The Sharefs, who had nothing to go back to, now had nowhere to go.

"I did not know the president can sign such orders," Fuad told The Tennessean. "Because it looks like those autocratic leaders in corrupt countries, not in a democratic modern country like America."

He told ABC News that his work with non-governmental organization that subcontracted with the American government puts him and his family in danger if they return to Iraq.

"For the terrorists if you work for the Americans you become a target, they consider you an infidel," he told ABC. "Our visas are legal and valid until May 2017. And I've received this visa because I put my life in jeopardy working with American government."

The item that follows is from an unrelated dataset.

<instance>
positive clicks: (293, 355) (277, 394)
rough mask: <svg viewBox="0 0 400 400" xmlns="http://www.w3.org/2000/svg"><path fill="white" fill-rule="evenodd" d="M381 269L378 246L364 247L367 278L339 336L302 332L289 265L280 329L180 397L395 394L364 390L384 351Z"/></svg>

With help from Cooper, however, the Sharefs were admitted, eventually, as the U.S. Embassy in Baghdad was given revised instruction, allowing Iraqi special immigrant visa holders — which are given to Iraqi nationals who assisted the U.S. — to come into the country. In the meantime, federal judges have stayed the executive orders.

Thanking his "fellow Nashvillians" for the warm welcome, Faud Sharef said the struggle is behind them now.

"Today is a very important day in my and my family's life. It marks my first day of my new life in Nashville, Tennessee, United States of America. But your presence here and the amount of support that you have shown and your open arms make this day a very, very exceptional day for me," he said, according to The Tennessean.